In 2009, I attended a conference in Maputo marking the fortieth anniversary of the death of Eduardo Mondlane, the founding president of Frelimo, Mozambique’s independence movement. I greeted Janet Mondlane, his widow, an American who grew up in Illinois. Eduardo Mondlane Jr., a bank executive in Johannesburg, signed my Portuguese-language edition of his father’s Struggle for Mozambique. I stood in a buffet line with Marcelino dos Santos, the first vice president of independent Mozambique—and among the original Frelimo brass perhaps the only one who still wears shirts with radical-chic wide collars. (I later presented him with an Obama t-shirt.) And I met the Reverend Edward Hawley, who with his bolo tie and gray Willie Nelson braid stuck out in the Maputo crowd. Hawley had been one of Mondlane’s closest friends, and last month I finally got to Denver to interview him. We talked a lot about Mondlane’s years in the U.S.
When Hawley first met Mondlane, in 1951, Hawley was assistant pastor of the Congregationalist Church in Oberlin, not so far from Cleveland, and Mondlane was there to finish up his undergraduate degree. For Mondlane, the road to Ohio had been a long one. He had grown up in the countryside of southern Mozambique, he was one of the rare Mozambicans given the opportunity to obtain a high school degree (from Swiss mission schools), but he had been at Wits University, in Johannesburg, for only a year or so before apartheid authorities revoked his visa. After a short while in Portugal—where his student political activities were viewed with suspicion—he secured a scholarship to Oberlin, a place with a long tradition of racial integration (and co-education, for that matter). Mondlane was already in his 30s as he began his junior year.

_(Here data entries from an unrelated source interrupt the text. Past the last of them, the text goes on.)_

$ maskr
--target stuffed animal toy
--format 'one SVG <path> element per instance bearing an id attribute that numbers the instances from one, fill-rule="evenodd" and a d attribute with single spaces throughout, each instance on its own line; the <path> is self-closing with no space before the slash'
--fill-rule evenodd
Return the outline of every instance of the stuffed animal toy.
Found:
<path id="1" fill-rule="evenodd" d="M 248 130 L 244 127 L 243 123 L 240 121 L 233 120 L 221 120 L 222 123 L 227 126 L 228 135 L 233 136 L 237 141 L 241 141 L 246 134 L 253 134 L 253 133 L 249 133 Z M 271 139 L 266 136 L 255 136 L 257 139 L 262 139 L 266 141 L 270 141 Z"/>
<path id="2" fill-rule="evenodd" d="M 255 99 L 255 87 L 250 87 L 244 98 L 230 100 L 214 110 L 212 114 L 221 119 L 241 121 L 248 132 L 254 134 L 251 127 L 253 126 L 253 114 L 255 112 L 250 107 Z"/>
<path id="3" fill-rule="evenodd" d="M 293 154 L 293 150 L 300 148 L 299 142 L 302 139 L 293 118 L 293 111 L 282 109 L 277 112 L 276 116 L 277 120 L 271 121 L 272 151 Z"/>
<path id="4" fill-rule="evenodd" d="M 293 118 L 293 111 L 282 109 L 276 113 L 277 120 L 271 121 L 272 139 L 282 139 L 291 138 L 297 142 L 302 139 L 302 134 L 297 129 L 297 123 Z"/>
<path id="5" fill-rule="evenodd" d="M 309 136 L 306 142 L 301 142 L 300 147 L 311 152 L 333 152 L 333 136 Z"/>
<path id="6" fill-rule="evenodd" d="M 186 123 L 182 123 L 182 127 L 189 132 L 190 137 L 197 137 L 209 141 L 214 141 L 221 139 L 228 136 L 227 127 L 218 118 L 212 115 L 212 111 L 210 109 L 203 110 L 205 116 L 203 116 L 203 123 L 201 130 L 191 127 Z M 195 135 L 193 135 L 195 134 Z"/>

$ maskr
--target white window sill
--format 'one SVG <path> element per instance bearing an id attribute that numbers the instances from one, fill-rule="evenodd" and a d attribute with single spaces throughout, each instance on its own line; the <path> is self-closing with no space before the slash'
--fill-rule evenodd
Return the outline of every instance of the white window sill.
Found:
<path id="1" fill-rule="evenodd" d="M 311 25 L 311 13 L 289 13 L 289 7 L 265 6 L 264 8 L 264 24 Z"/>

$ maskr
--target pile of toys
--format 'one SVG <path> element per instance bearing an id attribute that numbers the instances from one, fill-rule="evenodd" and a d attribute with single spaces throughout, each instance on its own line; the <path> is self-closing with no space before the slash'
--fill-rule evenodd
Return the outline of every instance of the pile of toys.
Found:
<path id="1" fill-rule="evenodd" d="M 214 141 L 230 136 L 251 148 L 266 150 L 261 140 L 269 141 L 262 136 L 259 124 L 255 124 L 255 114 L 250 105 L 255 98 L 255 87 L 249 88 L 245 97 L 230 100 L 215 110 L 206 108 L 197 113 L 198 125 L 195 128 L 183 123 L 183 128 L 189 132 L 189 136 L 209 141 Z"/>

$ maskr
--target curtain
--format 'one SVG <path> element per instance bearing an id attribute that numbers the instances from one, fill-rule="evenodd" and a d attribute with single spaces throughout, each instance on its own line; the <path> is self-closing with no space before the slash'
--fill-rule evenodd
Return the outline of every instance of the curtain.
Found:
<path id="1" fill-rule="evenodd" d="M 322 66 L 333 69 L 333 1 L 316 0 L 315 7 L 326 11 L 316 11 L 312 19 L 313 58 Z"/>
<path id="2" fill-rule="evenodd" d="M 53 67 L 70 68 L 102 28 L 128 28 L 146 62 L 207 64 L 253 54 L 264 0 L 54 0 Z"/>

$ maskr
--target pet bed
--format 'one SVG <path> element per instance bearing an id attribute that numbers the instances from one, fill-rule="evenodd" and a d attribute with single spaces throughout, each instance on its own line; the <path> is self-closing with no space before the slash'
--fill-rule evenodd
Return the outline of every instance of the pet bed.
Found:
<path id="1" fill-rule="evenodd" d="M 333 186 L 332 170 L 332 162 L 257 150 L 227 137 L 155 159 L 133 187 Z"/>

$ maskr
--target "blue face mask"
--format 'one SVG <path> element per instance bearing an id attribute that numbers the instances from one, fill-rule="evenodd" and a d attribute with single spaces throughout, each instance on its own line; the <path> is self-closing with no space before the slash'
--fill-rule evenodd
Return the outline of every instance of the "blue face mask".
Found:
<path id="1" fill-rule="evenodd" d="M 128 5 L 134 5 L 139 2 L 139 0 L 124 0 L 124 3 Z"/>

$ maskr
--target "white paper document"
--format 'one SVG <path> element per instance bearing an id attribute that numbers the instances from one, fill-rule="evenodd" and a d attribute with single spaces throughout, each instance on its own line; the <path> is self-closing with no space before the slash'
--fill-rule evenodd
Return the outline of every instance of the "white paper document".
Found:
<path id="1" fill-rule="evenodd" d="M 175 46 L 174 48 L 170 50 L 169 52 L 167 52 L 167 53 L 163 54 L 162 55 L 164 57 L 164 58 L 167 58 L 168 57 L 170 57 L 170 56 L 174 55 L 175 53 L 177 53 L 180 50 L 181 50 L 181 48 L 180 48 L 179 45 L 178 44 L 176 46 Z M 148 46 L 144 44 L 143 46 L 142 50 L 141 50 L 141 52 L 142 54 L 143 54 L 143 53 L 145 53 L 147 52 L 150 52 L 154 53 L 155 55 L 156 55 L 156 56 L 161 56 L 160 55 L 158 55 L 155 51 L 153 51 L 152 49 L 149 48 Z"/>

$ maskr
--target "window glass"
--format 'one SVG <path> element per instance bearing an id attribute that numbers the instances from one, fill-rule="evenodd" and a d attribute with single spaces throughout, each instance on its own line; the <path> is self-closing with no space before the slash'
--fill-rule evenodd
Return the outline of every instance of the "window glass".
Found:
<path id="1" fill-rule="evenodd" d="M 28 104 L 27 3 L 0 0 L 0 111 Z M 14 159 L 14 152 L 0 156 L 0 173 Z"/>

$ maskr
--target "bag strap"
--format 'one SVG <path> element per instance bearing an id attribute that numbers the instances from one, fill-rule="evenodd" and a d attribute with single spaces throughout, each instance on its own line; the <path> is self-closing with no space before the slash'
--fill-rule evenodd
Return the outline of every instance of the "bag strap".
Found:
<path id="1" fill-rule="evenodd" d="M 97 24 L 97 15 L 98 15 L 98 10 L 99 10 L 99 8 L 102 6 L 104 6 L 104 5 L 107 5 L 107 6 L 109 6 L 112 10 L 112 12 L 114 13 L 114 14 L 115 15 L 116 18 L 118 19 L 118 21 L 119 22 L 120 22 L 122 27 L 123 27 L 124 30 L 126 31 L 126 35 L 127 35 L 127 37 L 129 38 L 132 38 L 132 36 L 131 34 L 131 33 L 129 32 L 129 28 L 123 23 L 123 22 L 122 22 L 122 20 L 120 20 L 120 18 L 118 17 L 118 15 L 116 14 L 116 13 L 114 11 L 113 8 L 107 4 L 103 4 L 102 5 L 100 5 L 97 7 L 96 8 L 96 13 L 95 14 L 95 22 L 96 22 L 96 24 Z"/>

Oberlin was surrounded by an ocean of farms. On weekends Mondlane and Hawley would drive the 30 miles or so from Oberlin to Cleveland for a change of pace. Cleveland had Karamu House, one the oldest black stages in the U.S., where they saw an early theatrical adaptation of Cry, the Beloved Country. Cleveland had the Indians, too. This was the golden age of Cleveland baseball, the teams of Bob Feller, Early Wynn, Bob Lemon, Al Rosen, Larry Doby. (Mondlane followed Doby, the first black player in the American League, with particular interest.) In the summertime, Mondlane worked at a cement works in Elyria, one of Cleveland’s industrial suburbs. As some of you know, I got my start as a reporter in Cleveland, in some ways I got to know it better than where I grew up, I adore the place, and I’ve been a booster in the decade since. My thrill that Mondlane got to know Cleveland too, a half century before, may be an entirely personal one. Perhaps the larger point is that Mozambique’s history often feels surprisingly close at hand.
Mondlane met Janet at a Christian student conference. Interracial romance was not unheard of at Oberlin, but the ripples of potential scandal were felt in Mozambique. André-Daniel Clerc, a Swiss missionary who had tutored Mondlane in Mozambique, and to whom Mondlane remained close, flew from Africa to Cleveland to try to convince Mondlane not to marry the American girl. Such a marriage might complicate the mission’s plans for Mondlane. When Mondlane married Janet some years later, Hawley presided over the ceremony.
After their time in Oberlin, Hawley and Mondlane were never far apart. Mondlane moved on to Northwestern for his doctorate (in sociology), and at around the same time Hawley was called to the Warren Avenue Congregational Church in nearby Chicago. A few years later, Mondlane was in Dar es Salaam as head of Frelimo, and Hawley was there as a pastor to the many refugees in Tanzania who had fled white-ruled South Africa and Rhodesia. Among the Mozambicans in Dar there were sharp conflicts—divisions that the Portuguese secret police hoped to exploit. On February 3, 1969, at the home of a friend in Dar es Salaam, Mondlane opened the parcel bomb that killed him, perhaps the victim of Frelimo infighting, perhaps of the Portuguese secret police, perhaps both. Janet was out of the country at the time. Hawley rushed home upon hearing the news to find Mondlane’s daughters playing with his own. The girls already knew.
Hawley led the service for Mondlane at Azania Front Lutheran Church. He reminded the mourners that Mondlane had been a Christian, and though some other revolutionary leaders did not believe the cool-headed academic was fiery enough, that Mondlane was also a warrior. Here is some of what Hawley said:
This strange yet compelling man whom Christians call the Son of God once said, ‘The Kingdom of God comes by violence, and violent men take it by force.’ I do not wish to enter here into the long debates that have surrounded this passage, except to say that there have been many who, like Dr. Mondlane, filled with a burning love for the oppressed whom Jesus loved, and seeing justice long delayed and the cruel yoke harsh on the people, have been willing to go against their natures, to become violent men, and to seek to seize the kingdom by force, trusting in a gracious God to rework the deeds they saw as necessary, into a larger pattern of justice and right.